Existem amantes do oceano que passam semanas à espera de ondas, sem qualquer motivo racional. Sentir a imponência das forças de pressão que se erguem perante nós não é necessário à existência, mas acrescenta valor na alma. Concebe sentimentos e sensações de espanto e admiração, faz-nos reagir – abrir os olhos ao máximo até ficarmos com as pupilas bem apertadas. No oceano das películas, Birdman é uma onda de 10 metros.
Escrito, realizado e produzido por Alejandro González Iñárritu (Amores Perros, Biutiful, Babel), Birdman ou (A Inesperada Virtude da Ignorância) segue a tentativa de um inconstante super-herói aposentado fazer sucesso na Broadway.
A acção foca-se na estranha mente de Riggan (Michael Keaton) e em todas as inseguranças e demências pessoais, à medida que tenta montar uma história de destaque. Apesar do seu ego de dimensões animalescas, acaba por reunir uma equipa extremamente disfuncional mas que anseia, quase ao mesmo nível, pelo reconhecimento artístico: Lesley (Naomi Watts), Laura (Andrea Riseborough) e Mike (Edward Norton) contracenam com o ex-Birdman na peça What We Talk About When We Talk About Love também adaptada e encenada por si.
Com excelentes representações e uma narrativa frenética, o filme de 119 minutos desfruta de uma realização absolutamente encantadora.
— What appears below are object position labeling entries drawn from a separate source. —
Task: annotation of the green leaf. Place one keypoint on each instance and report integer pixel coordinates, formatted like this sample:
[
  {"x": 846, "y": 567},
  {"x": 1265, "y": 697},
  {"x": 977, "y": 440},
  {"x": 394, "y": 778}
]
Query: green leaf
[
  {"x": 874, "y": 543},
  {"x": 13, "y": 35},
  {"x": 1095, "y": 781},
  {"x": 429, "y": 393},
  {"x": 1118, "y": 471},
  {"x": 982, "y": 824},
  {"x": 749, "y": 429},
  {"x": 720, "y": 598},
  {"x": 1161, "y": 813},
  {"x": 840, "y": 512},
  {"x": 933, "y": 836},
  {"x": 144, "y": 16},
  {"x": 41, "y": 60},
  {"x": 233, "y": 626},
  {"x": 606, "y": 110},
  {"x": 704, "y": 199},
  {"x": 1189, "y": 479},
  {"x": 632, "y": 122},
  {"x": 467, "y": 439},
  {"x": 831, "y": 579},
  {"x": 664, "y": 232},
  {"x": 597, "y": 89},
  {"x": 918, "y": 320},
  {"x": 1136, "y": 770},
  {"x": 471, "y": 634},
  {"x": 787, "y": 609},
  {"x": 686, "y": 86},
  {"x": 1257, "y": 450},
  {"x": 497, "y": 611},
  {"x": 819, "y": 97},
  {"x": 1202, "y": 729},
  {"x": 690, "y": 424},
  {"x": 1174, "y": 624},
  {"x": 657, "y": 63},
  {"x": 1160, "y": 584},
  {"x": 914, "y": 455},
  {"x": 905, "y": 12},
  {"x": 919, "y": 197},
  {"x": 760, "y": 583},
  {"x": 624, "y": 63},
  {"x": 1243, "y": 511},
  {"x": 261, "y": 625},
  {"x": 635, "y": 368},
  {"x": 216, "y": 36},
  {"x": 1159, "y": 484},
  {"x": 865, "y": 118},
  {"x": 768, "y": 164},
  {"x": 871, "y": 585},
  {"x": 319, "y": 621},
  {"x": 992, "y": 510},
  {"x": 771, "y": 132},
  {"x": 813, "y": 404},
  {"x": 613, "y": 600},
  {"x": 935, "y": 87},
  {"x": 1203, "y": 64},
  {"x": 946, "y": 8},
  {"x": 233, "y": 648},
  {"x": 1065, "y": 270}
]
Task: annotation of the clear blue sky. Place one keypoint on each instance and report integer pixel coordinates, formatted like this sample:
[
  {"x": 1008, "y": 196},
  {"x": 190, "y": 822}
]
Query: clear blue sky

Filmado e montado com o propósito de dar a ilusão de que foi rodado numa só cena, Birdman é a fantasia da era pós-moderna, que através de um elenco que desespera por fama e adoração, nos abre os olhos para os inúteis enigmas contemporâneos.
Riggan, o personagem principal preso ao seu passado estridente, encontra-se nesta linha temporal perseguido pela ambição do seu passado e por uma voz que não controla. Ouvindo constantemente o Birdman a ecoar-lhe na cabeça, apercebemo-nos de que o que está em causa é um problema de identidade e de angústia de si mesmo. A velha luta do “quem sou eu?” e do “quem é que acham que eu sou?” torna-se explicita à medida que Riggan se arrasta com as forças que tem – e que já não tem mais – para o sucesso por si idealizado.
As personagens transpiram medo e escondem-se atrás de máscaras que sabem não ser as suas faces, mas escolhem ser cegas por defeito. Porque não há outra opção exequível. A Inesperada Virtude da Ignorância reflecte sobre a tristeza que pode surgir proveniente do desejo de querer significar algo para os outros e não para nós mesmos. A preocupação com as opiniões alheias, a falsa aparência, a farsa do mundo do teatro e do cinema, a exaltação na forma de arte. Afinal, o que é preciso fazer para sermos vistos?
Num mundo em que cada vez mais entendemos que o sucesso ou reconhecimento requerem o raciocínio do “faz a diferença”, insere-se uma lógica quase sádica que nos lança olhares de reprovação e faz questionar os limites e o equilíbrio entre o feito e a recompensa.
Além de uma fantástica obra cinematográfica, Birdman destaca-se como uma sátira ao mundo do espectáculo e ao próprio espectáculo que daí surge – o extremo, a extravagância, o exagero. Auxiliado por uma metáfora constante com a mentira dos super-heróis (a vida que não existe), Iñárritu tenta ressuscitar um pensamento introspetivo alinhado com a perpétua luta na definição de nós mesmos. E assim nos estremece.